By first distilling knowledge from a traditional Transformer into a linearized version of Attention using an adaptation of the kernel trick, and then distilling the linearized version into an adapted Mamba model that does not use any Attention block, the distilled Mamba model is able to preserve the original Pythia-1B Transformer performance in downstream tasks, maintaining a perplexity of 14.11 close to the teacher's 13.86.

What carries the argument

The two-stage distillation pipeline that routes knowledge from Transformer through a kernel-trick-adapted linearized attention model into a final Mamba student equipped with principled initialization.

Load-bearing premise

The intermediate linearized-attention model retains enough of the teacher's representational power to serve as an effective teacher for the final Mamba stage.

What would settle it

A direct single-stage distillation from the Transformer to Mamba achieving comparable perplexity of 14.11 without the intermediate linearized attention step would falsify the necessity of the two-stage recipe.

read the original abstract

State Space Models (SSMs) such as Mamba have become a popular alternative to Transformer models, due to their reduced memory consumption and higher throughput at generation compared to their Attention-based counterparts.
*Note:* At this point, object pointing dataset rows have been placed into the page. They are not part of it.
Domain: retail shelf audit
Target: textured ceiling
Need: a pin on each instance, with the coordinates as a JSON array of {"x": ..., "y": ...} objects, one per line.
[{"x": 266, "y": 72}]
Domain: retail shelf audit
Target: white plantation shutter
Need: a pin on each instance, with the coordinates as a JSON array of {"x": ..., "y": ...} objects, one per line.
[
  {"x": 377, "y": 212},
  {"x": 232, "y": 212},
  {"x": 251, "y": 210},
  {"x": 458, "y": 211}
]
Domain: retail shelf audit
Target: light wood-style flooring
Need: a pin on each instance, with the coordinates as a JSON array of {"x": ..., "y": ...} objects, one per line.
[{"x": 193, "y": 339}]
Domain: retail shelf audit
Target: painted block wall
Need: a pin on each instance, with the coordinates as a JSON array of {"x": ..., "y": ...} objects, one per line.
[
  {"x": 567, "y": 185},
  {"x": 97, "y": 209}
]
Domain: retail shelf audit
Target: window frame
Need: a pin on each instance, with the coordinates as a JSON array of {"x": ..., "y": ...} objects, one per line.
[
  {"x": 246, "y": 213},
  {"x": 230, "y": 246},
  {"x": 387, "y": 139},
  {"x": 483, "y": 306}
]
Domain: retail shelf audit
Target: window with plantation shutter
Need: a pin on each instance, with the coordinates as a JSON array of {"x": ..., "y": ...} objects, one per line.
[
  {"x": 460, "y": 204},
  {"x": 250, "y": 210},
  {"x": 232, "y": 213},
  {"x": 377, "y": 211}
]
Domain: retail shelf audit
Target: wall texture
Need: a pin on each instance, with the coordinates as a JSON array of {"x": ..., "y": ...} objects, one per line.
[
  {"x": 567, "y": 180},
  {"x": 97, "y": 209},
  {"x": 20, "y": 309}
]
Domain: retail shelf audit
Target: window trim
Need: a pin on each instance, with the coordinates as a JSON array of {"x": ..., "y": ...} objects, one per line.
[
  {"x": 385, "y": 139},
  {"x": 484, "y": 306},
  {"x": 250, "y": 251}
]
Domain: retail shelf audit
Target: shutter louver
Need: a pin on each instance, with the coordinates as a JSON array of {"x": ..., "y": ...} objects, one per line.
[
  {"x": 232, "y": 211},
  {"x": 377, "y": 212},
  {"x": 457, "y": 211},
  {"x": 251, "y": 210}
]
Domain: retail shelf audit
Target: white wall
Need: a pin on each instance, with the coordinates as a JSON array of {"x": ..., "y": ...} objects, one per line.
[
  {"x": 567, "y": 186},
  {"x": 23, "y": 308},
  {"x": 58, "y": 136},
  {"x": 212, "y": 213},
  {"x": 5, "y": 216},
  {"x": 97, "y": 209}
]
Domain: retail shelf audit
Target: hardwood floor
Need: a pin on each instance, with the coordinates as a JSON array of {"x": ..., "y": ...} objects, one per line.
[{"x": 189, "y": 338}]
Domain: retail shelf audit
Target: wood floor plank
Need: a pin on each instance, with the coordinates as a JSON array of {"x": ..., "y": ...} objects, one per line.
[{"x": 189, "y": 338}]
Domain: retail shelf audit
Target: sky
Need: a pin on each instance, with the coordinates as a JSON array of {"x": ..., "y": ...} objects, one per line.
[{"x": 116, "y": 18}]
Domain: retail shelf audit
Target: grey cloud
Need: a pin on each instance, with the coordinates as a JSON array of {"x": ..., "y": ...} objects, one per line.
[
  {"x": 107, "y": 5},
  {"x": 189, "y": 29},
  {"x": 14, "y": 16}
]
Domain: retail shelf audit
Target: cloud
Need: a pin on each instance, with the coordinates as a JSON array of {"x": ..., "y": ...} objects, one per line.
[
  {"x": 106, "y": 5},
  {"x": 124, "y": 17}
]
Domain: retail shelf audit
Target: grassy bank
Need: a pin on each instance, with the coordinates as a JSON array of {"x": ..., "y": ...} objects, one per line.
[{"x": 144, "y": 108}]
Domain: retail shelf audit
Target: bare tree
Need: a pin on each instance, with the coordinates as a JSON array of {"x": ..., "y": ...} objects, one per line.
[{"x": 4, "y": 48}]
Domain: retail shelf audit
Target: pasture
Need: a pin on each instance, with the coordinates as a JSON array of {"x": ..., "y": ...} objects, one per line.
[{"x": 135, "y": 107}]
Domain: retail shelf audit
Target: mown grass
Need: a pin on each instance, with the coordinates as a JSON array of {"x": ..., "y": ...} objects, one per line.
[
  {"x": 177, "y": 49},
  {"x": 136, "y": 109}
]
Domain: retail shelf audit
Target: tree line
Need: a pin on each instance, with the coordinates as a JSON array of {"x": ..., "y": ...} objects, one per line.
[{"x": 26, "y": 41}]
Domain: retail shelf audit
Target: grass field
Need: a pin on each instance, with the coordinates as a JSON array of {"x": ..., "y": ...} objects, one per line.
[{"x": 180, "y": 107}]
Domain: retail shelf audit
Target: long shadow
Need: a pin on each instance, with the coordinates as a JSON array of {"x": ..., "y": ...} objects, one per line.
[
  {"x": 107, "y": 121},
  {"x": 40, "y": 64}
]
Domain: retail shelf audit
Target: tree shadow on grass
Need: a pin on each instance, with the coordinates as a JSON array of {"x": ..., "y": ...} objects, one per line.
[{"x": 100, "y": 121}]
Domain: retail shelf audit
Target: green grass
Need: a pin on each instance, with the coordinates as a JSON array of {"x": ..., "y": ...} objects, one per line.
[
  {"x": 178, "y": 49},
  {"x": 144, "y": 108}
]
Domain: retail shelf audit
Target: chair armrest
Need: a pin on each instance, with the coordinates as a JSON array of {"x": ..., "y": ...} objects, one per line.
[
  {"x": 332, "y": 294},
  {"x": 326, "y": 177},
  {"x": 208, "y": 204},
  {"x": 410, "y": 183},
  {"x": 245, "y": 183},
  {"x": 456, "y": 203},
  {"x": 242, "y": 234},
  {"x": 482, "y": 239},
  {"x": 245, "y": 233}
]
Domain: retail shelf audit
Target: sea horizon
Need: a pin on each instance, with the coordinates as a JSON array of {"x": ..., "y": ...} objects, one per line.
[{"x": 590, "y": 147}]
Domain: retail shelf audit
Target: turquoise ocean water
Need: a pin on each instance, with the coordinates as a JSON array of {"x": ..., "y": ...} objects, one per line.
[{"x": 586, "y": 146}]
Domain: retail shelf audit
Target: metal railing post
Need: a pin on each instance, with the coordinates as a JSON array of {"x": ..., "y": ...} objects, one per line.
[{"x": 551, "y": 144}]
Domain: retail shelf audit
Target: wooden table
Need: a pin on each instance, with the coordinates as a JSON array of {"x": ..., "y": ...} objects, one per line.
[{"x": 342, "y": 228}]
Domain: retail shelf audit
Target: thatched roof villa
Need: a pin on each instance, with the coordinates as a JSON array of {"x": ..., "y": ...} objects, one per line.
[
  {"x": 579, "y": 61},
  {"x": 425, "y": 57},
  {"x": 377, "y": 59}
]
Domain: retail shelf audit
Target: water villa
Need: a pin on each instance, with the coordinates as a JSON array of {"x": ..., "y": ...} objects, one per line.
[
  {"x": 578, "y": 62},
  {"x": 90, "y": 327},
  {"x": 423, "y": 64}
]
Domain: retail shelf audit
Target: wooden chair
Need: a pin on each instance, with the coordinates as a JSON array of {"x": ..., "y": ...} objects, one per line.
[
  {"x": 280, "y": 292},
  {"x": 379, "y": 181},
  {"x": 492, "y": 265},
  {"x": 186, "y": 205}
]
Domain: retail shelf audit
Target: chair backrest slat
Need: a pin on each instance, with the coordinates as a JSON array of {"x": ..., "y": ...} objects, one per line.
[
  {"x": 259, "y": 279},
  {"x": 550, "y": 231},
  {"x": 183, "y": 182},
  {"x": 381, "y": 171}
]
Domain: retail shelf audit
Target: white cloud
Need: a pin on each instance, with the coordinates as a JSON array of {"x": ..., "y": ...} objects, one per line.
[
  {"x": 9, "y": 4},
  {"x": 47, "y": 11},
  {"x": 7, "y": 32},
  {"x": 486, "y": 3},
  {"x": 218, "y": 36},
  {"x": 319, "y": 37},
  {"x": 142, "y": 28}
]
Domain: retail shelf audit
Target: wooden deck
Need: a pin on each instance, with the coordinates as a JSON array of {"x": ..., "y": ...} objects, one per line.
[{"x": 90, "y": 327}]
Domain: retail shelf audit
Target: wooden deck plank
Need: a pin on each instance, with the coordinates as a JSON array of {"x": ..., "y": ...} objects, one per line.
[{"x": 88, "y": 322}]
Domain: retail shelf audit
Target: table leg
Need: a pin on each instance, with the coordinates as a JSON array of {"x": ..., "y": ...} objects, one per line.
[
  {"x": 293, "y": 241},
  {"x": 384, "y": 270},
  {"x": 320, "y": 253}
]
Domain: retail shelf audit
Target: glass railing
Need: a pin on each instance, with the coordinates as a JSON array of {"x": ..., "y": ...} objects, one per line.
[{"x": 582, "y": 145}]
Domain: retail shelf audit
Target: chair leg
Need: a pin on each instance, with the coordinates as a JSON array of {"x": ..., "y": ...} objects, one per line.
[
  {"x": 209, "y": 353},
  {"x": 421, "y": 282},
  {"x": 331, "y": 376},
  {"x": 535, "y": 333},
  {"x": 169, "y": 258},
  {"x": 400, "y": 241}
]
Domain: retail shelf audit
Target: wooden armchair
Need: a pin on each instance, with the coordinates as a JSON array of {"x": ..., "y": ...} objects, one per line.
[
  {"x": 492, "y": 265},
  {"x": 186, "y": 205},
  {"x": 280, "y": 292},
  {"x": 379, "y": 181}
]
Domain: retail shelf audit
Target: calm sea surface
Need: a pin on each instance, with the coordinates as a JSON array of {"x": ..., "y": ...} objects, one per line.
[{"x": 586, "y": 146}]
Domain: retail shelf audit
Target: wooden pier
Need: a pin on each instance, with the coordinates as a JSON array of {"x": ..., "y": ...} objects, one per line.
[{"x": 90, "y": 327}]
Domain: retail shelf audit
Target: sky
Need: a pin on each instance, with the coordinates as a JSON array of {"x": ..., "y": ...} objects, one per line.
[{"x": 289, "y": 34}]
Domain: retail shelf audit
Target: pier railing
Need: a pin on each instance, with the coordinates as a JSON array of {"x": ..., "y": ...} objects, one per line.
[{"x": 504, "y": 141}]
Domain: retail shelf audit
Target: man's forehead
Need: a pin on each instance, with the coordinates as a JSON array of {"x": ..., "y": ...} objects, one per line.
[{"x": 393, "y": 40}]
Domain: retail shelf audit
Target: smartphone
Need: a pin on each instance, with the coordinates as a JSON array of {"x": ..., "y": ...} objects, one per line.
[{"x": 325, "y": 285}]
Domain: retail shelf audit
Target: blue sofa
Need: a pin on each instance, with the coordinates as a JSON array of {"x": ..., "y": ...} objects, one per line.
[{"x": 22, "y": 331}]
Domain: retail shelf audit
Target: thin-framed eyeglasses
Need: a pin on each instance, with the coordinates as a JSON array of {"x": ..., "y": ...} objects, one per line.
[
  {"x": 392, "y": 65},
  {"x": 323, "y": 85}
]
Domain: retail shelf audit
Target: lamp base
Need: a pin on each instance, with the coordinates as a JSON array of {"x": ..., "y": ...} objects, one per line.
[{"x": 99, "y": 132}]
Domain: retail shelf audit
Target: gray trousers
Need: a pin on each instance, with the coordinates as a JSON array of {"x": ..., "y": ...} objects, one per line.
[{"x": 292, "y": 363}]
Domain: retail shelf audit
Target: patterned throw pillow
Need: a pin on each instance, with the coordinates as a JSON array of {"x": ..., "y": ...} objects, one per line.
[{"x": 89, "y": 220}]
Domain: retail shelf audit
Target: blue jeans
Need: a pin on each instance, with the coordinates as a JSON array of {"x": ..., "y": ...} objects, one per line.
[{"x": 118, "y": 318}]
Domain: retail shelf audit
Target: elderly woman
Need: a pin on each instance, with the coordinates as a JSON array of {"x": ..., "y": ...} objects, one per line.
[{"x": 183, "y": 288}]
On the other hand, the community has built up a considerable body of knowledge on how to train Transformers, and many pretrained Transformer models are readily available. To facilitate the adoption of SSMs while leveraging existing pretrained Transformers, we aim to identify an effective recipe to distill an Attention-based model into a Mamba-like architecture. In prior work on cross-architecture distillation, however, it has been shown that a na\"ive distillation procedure from Transformers to Mamba fails to preserve the original teacher performance, a limitation often overcome with hybrid solutions combining Attention and SSM blocks. The key argument from our work is that, by equipping Mamba with a principled initialization, we can recover an overall better recipe for cross-architectural distillation. To this end, we propose a principled two-stage approach: first, we distill knowledge from a traditional Transformer into a linearized version of Attention, using an adaptation of the kernel trick. Then, we distill the linearized version into an adapted Mamba model that does not use any Attention block. Overall, the distilled Mamba model is able to preserve the original Pythia-1B Transformer performance in downstream tasks, maintaining a perplexity of 14.11 close to the teacher's 13.86. To show the efficacy of our recipe, we conduct thorough ablations at 1B scale with 10B tokens varying sequence mixer architecture, scaling analysis on model sizes and total distillation tokens, and a sensitivity analysis on tokens allocation between stages.

Editorial analysis

A structured set of objections, weighed in public.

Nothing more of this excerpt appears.